The discovery of the CEP290 gene has led researchers to find another gene critical in retinal function, LCA5. Clinical trials involving gene replacement of these two genes have started in Philadelphia, where researchers are hopeful that Leber Congenital Amaurosis will one day be cured.

== Structure ==

This gene encodes a protein with 13 putative coiled-coil domains, a region with homology to SMC chromosome segregation ATPases, six KID motifs, three tropomyosin homology domains and an ATP/GTP binding site motif A. The protein is localized to the centrosome and cilia and has sites for N-glycosylation, tyrosine sulfation, phosphorylation, N-myristoylation, and amidation.

== Clinical significance ==

Mutations in this gene have been associated with Joubert syndrome and nephronophthisis, and recently with a frequent form of Leber's congenital amaurosis, called LCA10. The presence of antibodies against this protein is associated with several forms of cancer.
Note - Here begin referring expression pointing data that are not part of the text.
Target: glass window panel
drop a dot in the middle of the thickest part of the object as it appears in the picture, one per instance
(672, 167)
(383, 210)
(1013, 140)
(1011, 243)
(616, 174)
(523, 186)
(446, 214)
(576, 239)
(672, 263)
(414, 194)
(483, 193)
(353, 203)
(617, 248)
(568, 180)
A mutation in this gene leads to infant and child blindness, a disease known as Leber Congenital Amaurosis. As of today, 35 different mutations in CEP290 are responsible for causing LCA. Other mutations in CEP290 have also been identified in causing Meckel-Gruber syndrome, Senior–Løken syndrome,and Bardet-Biedl syndrome. A defective CEP290 gene is usually the cause of these disorders due to abnormal cilia. It is unknown how one mutation in a gene can cause so many different types of syndromes, particularly many of which affect the central nervous system.